Monday, March 22, 2021

We made syrup!

We have plenty of maple trees on the property but we’ve never tried to make maple syrup before. Well, apparently this was the year to give it a go!

The main reason we decided to try it was that Chris scored both a food grade barrel and a whole bunch of bricks. The barrel would let us accumulate the sap (we only had 5 sap taps/buckets and we had to borrow those) and the bricks would provide material for a quick and dirty wood-fired evaporator. 

The barrel and the evaporator 

We had good collecting weather for about a week and managed to accumulate about 22 gallons of sap. 

Beginning the boil

The weather was perfect: sunny, warmish, and barely breezy. I even brought Cooper’s bed outside so she could enjoy the sunshine with us.

You’ll note there is no dog...

We boiled outside for nine hours the first day, five hours the second, and three the third.

Turning golden
It did get warmer as the day progressed
Eventually she joined us

The chickens were loving being able to roam around at last. They’ve been confined to their coop and run because they hate to walk on the snow. The nice weather means they finally have a grass path to freedom.

Now we’re getting closer
Once enough had evaporated we moved into the house to finish it off. 
It took about 2.5 hours to turn into syrup 

A good production run
We ended up with a generous two quarts. That was our goal and I can’t believe we actually hit it! It’s not like we were carefully measuring anything. But I’d estimate we collected 22 gallons of sap so we at least have a target for next year.
I partially filled the jars because I’m going to freeze them. Well, some of them. We’ll be dipping into the first jar tonight. Waffles for dinner!

Sunday, March 14, 2021

Putting up beans

I spent a chunk of Saturday pressure canning dried beans.

I had six bags, each containing a pound of beans. I did three bags of pinto, two of black, and one navy. It was quite colorful.

Soaking the navy and black beans

Lots of pinto beans

After soaking them overnight I boiled the beans for 30 minutes. That gave me time to get my canner and supplies ready.

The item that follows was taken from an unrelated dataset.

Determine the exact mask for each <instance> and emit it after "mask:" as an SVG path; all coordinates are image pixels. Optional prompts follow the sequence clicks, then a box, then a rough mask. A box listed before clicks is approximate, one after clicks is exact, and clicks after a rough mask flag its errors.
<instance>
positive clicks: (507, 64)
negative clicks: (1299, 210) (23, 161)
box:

No photos of the filling process as I was wicked busy filling jars, getting them sealed, and loading the canner. 
Steadily streaming steam

The beans were processed for 75 minutes. I needed to stay in the kitchen to keep a close eye on the pressure gauge so I had time to make pizza dough and banana bread too. Time management for the win!

Gorgeous beans
I yielded 20 pints plus enough for a side dish from those six bags. Not bad.